# Difference between revisions of "Eleisha's Segment 41: Markov Chain Monte Carlo, Example 2"

To Calculate:

1. Show that the waiting times (times between events) in a Poisson process are Exponentially distributed. (I think we've done this before.) The waiting time to the kth event in a Poisson process with rate $\displaystyle \lambda$ is distributed a $\displaystyle \text{Gamma}(k, \lambda)$ . Let $\displaystyle \tau = t_{i+k - t_i}$ with $\displaystyle \tau$ = time from event i to event k. Then the waiting time is distributed as

$\displaystyle p(\tau | k, \lambda) = \frac{\lambda^k}{(k - 1)!} \tau^{k-1}e^{-\lambda \tau}$

So in this case $\displaystyle \tau = t_{i+1 - t_i}$ where $\displaystyle \tau$ is the time from the first event to a second event. This means that k = 1. So if k = 1 then

$\displaystyle p(\tau | k, \lambda) = \frac{\lambda}{(0!)} \tau^{0}e^{-\lambda \tau}$

$\displaystyle p(\tau | k, \lambda) = \lambda e^{-\lambda \tau}$

This is an exponential distribution.

2. Plot the pdf's of the waiting times between (a) every other Poisson event, and (b) every Poisson event at half the rate.

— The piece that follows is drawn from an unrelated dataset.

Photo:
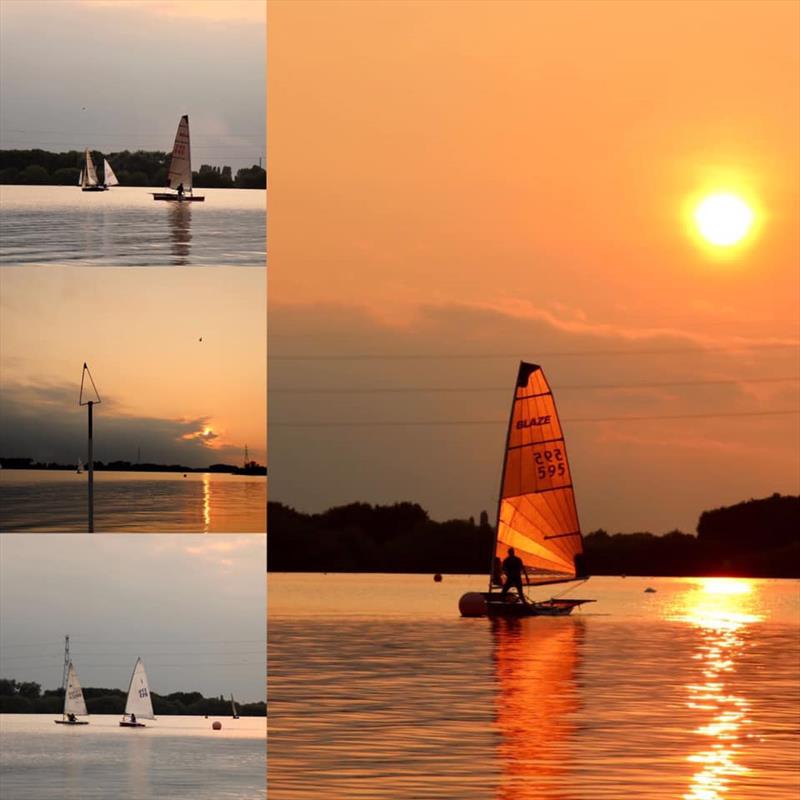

Below is the python code used to generate the plot


import scipy.stats as sp
from scipy.stats import gamma
from scipy.stats import expon
import numpy as np
import matplotlib.pyplot as plt

plt.figure(1)
x = np.linspace(start = 0, stop = 20, num = 50)
rv = gamma(2, scale = 2.0)
rv2 = expon(1)
p1, = plt.plot(x, rv.pdf(x))
p2, = plt.plot(x, rv2.pdf(x))
plt.ylabel("P(x)")
plt.xlabel("x")
plt.legend([p1, p2], ["Every other event with lamdba = 2", "Half-Rate, lambda = 1"])
plt.savefig("Eleisha_HW42.png")
plt.show()


3. Show, using characteristic functions, that the waiting times between every Nth event in a Poisson process is Gamma distributed. (I think we've also done one before, but it is newly relevant in this segment.)

1. In slide 5, showing the results of the MCMC, how can we be sure (or, how can we gather quantitative evidence) that there won't be another discrete change in $\displaystyle k_1$ or $\displaystyle k_2$ if we keep running the model longer. That is, how can we measure convergence of the model?
2. Suppose you have two hypotheses: H1 is that a set of times $\displaystyle t_i$ are being generated as every 26th event from a Poisson process with rate 26. H2 is that they are every 27th event from a Poisson process with rate 27. (The mean rate is thus the same in both cases.) How would you estimate the number $\displaystyle N$ of data points $\displaystyle t_i$ that you need to clearly distinguish between these hypotheses?